So yes, when I say that I am walking my talk and that I have built for myself everything that have been helping my clients with, I mean it. 

And I mean it when I say that the results we co-create never look one way! What my clients have wanted to have a greater experience of, what matters to them the most, and what they actually did get to celebrate, includes things like: 

  • collapsing timelines and turning their 25-year dream into reality within a year or two: from moving cross-country, to buying a dream home, to having a family (and no longer feeling trapped, scared, and overwhelmed); 
  • creating richer experiences, and being more present, clear, and focused in all they set out to do and become (and no longer burning out at multi-7-fig revenues as a primary home provider consumed with guilt, shame); 
  • multiplying revenues, profits, and free time with integrity, harmony (and no longer working so much, so hard for what they though success and empire should look like);
  • reviving marriages, deepening and strengthening relationships with themselves, their loved ones, and their teams (and no longer being triggered, feeling isolated, and wanting to run away); 
  • making a more positive impact and high-value, lasting contribution to the world with greater fulfillment and joy (while turning the world into their playground).

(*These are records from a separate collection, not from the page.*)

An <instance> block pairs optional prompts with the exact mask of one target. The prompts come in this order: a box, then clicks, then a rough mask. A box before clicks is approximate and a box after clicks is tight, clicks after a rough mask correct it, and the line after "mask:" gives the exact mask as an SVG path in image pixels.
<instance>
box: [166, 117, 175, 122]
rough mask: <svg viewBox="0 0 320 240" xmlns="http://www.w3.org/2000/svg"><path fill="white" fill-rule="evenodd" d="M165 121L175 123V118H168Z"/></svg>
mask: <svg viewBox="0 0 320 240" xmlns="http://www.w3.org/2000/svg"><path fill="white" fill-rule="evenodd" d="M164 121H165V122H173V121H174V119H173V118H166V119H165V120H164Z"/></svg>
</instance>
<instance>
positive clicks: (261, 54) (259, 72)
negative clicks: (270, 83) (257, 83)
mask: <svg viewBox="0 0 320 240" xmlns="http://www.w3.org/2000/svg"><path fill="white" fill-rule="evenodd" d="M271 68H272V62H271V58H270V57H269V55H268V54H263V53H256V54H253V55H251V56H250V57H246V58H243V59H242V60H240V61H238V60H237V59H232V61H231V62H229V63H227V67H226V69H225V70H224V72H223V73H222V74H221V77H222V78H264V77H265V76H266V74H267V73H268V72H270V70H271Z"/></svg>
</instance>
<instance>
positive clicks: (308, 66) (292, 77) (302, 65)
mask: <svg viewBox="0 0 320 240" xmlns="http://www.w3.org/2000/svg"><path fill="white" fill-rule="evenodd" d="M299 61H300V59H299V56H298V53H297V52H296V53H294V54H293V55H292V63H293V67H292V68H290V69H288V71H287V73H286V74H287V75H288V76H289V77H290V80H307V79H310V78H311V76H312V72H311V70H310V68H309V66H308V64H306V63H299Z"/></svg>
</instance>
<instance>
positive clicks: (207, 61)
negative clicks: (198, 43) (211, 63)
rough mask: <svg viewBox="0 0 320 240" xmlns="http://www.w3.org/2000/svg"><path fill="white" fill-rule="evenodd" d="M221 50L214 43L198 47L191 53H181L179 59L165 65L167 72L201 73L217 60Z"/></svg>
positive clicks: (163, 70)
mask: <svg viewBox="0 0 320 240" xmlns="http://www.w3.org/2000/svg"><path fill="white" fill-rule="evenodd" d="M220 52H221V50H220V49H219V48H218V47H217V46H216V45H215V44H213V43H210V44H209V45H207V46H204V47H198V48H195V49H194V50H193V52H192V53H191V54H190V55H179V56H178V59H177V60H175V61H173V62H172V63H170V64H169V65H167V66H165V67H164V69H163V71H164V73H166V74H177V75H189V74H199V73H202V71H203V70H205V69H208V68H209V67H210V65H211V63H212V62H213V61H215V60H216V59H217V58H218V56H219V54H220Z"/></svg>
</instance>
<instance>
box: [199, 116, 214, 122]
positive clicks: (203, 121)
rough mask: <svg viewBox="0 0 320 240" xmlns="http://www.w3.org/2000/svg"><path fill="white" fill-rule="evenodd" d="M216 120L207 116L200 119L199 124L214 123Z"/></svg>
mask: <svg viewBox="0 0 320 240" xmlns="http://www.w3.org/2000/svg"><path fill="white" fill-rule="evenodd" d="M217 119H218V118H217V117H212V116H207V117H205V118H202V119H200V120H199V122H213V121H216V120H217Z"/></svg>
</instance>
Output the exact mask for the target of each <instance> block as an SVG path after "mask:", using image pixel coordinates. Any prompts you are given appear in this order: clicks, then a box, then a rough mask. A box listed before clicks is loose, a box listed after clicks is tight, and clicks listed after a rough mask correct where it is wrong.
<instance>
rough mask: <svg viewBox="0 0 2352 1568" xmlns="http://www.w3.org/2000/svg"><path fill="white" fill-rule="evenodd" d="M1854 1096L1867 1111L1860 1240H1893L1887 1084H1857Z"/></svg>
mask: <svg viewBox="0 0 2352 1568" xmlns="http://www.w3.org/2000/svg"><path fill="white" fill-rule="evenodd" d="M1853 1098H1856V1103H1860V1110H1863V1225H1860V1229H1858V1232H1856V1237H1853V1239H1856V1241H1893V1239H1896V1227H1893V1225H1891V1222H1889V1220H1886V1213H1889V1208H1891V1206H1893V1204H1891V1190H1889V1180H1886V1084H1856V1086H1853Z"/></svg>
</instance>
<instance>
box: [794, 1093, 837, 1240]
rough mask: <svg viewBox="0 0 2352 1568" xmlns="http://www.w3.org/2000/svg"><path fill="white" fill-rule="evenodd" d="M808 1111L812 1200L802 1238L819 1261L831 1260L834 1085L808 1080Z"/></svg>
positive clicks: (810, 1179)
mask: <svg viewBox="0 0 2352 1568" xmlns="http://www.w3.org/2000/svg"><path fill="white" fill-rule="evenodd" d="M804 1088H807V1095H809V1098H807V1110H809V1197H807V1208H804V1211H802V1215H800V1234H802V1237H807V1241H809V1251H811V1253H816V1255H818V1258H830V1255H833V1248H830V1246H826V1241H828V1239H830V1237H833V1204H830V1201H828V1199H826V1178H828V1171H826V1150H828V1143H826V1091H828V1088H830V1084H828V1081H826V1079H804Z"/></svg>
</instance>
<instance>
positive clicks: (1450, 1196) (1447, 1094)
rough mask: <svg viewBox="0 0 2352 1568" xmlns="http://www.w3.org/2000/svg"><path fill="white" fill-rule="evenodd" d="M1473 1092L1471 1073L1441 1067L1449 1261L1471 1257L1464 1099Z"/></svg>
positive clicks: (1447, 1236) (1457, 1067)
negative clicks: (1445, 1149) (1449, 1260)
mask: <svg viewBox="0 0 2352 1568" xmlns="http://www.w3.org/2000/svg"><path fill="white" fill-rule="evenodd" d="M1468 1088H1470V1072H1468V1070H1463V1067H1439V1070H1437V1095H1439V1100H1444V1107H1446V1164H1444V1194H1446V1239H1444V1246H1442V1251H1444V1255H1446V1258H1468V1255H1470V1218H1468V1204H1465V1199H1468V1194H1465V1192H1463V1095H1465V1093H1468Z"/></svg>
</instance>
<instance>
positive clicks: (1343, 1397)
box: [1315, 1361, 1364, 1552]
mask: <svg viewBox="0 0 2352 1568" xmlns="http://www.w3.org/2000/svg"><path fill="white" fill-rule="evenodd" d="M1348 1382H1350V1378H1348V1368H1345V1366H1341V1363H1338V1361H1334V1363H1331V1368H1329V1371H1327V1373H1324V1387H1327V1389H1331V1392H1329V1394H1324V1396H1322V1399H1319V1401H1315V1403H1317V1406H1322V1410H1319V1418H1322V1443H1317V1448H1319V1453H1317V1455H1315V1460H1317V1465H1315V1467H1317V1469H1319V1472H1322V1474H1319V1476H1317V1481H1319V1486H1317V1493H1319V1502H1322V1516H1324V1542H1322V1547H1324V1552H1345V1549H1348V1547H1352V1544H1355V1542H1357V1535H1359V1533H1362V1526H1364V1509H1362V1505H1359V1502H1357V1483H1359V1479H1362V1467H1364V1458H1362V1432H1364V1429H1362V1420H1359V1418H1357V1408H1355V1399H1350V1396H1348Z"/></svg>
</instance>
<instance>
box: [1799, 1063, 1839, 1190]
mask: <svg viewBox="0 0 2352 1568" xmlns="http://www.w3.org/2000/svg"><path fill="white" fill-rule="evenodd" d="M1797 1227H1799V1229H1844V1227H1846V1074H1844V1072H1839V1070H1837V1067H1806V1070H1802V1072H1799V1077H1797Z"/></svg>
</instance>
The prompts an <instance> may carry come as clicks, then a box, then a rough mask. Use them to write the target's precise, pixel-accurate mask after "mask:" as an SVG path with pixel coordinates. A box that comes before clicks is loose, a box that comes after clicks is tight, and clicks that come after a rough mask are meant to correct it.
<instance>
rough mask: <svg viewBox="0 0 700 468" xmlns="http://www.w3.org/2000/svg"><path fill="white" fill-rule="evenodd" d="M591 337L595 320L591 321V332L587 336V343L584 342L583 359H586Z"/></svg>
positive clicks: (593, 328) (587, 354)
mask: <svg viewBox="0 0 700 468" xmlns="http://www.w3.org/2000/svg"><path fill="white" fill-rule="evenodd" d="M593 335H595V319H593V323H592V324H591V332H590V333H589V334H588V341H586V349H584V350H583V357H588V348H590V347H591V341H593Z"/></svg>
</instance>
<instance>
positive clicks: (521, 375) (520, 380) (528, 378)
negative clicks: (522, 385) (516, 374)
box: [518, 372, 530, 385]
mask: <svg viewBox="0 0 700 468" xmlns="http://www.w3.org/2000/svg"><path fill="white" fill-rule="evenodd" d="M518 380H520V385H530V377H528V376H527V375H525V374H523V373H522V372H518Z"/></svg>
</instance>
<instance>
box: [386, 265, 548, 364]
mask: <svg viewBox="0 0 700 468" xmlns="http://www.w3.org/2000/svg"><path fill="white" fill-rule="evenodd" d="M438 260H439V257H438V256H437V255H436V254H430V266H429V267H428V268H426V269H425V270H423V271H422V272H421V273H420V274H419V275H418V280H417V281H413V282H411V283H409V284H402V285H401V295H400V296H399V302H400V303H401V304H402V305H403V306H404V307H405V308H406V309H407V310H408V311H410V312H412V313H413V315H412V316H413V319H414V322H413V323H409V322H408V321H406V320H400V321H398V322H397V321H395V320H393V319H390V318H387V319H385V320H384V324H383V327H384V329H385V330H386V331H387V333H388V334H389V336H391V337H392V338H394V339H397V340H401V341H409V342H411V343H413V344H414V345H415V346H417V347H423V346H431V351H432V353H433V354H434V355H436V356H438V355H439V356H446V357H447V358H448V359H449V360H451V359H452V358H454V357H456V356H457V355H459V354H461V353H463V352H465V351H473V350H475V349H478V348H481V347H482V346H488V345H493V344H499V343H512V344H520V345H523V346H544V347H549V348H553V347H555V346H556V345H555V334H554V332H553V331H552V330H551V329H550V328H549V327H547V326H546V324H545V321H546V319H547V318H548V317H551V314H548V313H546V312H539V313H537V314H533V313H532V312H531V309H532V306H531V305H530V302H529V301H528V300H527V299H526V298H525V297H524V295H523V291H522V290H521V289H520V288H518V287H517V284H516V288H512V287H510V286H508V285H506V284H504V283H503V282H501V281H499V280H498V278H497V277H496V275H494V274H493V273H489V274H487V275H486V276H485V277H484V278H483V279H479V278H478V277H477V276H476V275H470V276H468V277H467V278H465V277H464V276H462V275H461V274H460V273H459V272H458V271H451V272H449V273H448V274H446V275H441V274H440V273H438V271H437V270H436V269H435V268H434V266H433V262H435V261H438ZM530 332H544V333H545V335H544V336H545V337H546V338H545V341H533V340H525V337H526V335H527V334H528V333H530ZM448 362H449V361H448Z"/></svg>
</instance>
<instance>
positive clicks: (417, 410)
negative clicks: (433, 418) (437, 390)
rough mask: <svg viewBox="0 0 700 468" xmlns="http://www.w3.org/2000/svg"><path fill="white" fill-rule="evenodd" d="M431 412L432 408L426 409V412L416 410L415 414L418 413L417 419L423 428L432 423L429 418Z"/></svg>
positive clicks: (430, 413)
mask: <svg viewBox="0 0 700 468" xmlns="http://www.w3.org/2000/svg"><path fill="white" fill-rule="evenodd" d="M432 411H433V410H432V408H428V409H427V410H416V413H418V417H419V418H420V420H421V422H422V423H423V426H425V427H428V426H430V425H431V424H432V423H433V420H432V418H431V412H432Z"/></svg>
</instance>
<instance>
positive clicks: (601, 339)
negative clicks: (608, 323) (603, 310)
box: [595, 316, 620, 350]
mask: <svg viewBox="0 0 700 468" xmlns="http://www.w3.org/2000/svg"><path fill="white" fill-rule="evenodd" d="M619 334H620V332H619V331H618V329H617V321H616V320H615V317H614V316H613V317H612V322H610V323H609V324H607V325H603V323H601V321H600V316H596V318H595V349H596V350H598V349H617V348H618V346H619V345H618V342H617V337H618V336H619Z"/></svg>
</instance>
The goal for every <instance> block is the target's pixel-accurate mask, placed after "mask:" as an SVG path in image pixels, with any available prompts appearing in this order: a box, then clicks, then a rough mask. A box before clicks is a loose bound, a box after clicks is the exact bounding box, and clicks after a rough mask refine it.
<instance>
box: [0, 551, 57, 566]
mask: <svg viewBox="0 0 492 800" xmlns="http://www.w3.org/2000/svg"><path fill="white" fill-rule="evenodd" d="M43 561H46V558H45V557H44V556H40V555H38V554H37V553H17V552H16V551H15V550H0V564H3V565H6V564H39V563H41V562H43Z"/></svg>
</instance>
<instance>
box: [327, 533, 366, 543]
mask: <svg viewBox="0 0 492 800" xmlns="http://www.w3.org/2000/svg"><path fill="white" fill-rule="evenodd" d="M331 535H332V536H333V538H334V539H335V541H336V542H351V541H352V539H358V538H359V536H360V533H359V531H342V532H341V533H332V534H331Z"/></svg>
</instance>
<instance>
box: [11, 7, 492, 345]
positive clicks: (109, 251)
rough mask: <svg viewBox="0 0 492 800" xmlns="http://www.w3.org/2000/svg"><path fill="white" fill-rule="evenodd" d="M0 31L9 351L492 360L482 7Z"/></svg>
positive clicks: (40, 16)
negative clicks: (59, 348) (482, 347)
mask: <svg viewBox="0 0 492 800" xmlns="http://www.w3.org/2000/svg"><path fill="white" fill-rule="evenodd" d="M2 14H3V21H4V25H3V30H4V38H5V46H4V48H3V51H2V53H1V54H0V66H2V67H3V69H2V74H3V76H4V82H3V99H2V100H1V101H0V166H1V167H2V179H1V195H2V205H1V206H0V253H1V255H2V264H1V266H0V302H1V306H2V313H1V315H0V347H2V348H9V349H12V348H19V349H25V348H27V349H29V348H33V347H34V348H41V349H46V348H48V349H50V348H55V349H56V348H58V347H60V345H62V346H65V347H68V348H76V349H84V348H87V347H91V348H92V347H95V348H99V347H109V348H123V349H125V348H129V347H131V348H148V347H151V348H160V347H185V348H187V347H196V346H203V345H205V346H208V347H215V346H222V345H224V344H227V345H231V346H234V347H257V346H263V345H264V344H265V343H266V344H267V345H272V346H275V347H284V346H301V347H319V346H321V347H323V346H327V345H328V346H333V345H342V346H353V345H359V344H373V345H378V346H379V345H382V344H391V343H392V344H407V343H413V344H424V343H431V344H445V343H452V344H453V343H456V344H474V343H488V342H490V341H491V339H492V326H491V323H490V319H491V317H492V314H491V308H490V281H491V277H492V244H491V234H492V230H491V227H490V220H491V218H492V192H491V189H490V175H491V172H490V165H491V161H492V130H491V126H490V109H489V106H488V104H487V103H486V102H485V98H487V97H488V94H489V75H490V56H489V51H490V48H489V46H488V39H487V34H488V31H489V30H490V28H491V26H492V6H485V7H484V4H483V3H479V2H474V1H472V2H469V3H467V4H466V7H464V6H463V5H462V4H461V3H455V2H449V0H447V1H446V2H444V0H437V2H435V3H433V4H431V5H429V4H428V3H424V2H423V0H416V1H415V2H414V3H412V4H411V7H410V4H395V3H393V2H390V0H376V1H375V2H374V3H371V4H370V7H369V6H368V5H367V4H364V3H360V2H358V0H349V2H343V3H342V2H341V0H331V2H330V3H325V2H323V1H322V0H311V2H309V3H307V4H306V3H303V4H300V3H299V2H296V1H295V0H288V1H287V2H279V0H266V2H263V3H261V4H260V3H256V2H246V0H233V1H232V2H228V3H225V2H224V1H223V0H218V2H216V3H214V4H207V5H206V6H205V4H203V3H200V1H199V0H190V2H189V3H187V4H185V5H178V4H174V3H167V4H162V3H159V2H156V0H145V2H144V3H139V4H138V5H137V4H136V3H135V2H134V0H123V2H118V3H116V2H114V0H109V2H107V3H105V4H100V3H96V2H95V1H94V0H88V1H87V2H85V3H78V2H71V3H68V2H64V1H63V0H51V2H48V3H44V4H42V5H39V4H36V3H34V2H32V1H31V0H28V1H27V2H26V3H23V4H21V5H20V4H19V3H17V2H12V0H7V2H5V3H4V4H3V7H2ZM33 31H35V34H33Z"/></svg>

Which is why, in the conclusion of this reflection, there is one more person in particular whom I owe a depth of gratitude, appreciation, and whom I so deeply respect and admire and love: my husband. Every day, I am exalted in his love. He supports me. He picks me up when I am down. And he does not let me play small. Without him, I would not be here, sharing this journey - it would look much differently… it does take a village! 

Therefore, and despite of all the ups and downs, I know that the next ten years will be even more magnificent - because the best is yet to come!